Our Space Podcast | Episode 1

Welcome to our podcast Rehearsals for Life – a podcast series about Our Space, Theatre Royal Plymouth’s flagship engagement project. Our Space is a creative programme that works with adults with multiple and complex needs. Members come from all walks of life and may have faced challenges including homelessness, mental health issues, reoffending, substance misuse or they may feel isolated for other reasons.

I’m Mandy Precious, Director of Engagement and Learning at the Theatre Royal Plymouth and today I’ll be talking to Sara Rhodes, Engagement Manager at the Theatre who has been working on Our Space for 8 years in various capacities.

So, can you tell me about how Our Space started?

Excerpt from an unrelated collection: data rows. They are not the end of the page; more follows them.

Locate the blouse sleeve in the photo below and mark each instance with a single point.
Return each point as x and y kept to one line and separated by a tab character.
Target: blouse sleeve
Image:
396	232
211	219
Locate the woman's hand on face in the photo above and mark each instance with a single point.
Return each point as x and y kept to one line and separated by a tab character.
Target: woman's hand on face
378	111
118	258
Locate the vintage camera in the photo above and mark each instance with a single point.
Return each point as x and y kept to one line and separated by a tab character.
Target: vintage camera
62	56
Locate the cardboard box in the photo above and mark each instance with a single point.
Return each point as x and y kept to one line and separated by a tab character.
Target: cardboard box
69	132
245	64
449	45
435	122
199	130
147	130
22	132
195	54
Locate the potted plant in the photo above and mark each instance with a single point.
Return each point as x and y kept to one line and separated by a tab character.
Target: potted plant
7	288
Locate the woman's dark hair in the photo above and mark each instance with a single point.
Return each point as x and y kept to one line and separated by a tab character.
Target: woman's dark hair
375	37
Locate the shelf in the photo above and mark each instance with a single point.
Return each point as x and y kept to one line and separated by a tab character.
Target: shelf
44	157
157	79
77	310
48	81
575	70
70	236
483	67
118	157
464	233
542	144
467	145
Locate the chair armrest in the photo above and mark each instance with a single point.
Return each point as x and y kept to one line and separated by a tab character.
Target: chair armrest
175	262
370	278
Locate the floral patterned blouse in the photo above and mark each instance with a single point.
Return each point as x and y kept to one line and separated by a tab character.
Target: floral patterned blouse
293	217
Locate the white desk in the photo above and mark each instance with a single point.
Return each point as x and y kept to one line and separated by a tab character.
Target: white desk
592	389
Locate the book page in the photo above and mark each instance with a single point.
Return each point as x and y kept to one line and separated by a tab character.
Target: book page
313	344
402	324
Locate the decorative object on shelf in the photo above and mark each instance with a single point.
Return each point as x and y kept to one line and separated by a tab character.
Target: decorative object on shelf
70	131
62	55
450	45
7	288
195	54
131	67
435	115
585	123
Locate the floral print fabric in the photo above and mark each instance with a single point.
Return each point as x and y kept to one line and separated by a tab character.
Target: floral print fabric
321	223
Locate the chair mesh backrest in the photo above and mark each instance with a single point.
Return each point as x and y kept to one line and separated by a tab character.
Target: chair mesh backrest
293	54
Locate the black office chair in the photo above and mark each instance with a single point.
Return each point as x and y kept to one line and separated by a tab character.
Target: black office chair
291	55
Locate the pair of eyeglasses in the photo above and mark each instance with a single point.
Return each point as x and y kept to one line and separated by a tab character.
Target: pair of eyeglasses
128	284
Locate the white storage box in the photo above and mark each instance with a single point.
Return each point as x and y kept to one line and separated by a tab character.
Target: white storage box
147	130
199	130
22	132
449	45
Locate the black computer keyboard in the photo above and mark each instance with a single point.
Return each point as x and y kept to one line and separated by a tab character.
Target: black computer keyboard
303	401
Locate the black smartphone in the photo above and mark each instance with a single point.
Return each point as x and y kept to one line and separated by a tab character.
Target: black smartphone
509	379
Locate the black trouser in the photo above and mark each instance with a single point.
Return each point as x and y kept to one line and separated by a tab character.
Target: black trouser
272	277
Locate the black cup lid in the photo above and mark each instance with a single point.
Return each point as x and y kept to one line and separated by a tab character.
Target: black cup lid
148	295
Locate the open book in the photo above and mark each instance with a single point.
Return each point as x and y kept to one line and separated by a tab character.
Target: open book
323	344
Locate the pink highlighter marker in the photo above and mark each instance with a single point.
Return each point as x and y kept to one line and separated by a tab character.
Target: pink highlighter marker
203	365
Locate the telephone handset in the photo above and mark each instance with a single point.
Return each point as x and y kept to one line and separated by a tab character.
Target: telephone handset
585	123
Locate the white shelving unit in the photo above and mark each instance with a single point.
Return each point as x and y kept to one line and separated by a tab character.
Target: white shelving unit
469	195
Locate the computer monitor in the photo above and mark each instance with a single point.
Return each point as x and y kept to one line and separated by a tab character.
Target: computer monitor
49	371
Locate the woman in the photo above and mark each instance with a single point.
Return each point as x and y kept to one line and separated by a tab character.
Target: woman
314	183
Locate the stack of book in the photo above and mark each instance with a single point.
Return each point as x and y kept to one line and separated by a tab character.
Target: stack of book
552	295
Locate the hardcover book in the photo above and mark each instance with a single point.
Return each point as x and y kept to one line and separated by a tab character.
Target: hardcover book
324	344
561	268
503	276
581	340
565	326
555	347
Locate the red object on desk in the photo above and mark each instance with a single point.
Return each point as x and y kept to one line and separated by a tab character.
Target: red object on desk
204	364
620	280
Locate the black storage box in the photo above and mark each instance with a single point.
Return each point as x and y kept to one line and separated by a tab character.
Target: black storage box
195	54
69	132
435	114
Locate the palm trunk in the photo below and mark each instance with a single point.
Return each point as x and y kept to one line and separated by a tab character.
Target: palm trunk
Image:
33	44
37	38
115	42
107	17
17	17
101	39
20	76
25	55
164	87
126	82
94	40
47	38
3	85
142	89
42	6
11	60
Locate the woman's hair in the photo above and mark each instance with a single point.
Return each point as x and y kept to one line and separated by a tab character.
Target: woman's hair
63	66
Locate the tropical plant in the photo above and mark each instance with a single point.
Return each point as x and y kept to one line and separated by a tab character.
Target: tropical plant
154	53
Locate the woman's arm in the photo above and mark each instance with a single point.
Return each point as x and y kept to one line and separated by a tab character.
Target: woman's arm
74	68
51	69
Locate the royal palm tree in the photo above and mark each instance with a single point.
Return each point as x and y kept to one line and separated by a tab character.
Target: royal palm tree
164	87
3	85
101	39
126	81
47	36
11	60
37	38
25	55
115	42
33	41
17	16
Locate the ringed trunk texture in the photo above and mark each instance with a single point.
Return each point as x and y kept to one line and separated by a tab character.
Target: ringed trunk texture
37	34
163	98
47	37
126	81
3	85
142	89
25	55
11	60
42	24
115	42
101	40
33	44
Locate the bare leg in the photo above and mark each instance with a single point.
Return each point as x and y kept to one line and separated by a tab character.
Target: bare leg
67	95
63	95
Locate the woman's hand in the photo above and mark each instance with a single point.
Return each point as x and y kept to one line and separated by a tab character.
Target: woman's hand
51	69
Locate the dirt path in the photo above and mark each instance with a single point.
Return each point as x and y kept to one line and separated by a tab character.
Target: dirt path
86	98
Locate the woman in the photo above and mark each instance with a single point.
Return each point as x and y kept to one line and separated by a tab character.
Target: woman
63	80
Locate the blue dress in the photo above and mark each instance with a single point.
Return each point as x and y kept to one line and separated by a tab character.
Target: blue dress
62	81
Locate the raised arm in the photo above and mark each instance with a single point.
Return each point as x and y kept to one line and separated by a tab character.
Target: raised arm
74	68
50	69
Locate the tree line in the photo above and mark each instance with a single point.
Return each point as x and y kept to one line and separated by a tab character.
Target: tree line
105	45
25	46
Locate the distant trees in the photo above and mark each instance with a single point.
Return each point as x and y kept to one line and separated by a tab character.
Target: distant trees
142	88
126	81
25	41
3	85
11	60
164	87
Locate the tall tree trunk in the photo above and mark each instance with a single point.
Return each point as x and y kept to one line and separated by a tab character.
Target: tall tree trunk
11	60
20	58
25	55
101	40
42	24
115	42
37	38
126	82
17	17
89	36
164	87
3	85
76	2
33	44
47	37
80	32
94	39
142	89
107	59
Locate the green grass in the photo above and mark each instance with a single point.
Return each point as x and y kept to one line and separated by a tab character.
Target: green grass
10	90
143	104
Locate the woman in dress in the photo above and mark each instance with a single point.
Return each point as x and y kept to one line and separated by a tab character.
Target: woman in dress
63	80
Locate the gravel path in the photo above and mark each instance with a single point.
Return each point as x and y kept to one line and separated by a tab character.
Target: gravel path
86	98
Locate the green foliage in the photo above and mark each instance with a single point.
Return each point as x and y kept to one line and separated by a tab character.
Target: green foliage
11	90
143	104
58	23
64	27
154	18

So, the project began towards the end of 2008 off the back of rough sleepers sleeping outside the Theatre in the doorways and using drugs in the toilets. The Front of House staff invited them in for a hot drink and through conversations with them we started to identify some of the challenges they were facing and why they were seeking refuge and seeing the Theatre as a safe space. Some of those challenges that came up were around lacking in self-confidence, lack of employability, poor social networks, lack of family support and lack of self-worth. Through those conversations we began to form an idea to have regular check-ins with these people and inviting them in to do some drama, knowing that drama and theatre can really aid with some of those things that they were experiencing and struggling with. That began in 2009, a group was established with those people we had been connecting with and they would come weekly to us and a practitioner would run some really simple, basic drama skills and games with them on the 3rd floor of the Theatre. That continued for a little while until we secured some funding, when it moved to TR2, the Theatre’s Production and Learning Centre. We also went out to deliver ‘tasters’ in services across the city such as homeless organisations like Shekinah Mission and Salvation Army and rehabilitation facilities such as Broadreach which had a detox centre and then two residential centres – one for men and one for women. Through those sessions we started to gain some more interest and some value through those partners and more people began coming to a regular session down at TR2. The producer at the time used to go and collect people in the Creative Learning vehicle (which was a people carrier) and bring them down to TR2 on a weekly basis to come and do those sessions and that’s where it all began really.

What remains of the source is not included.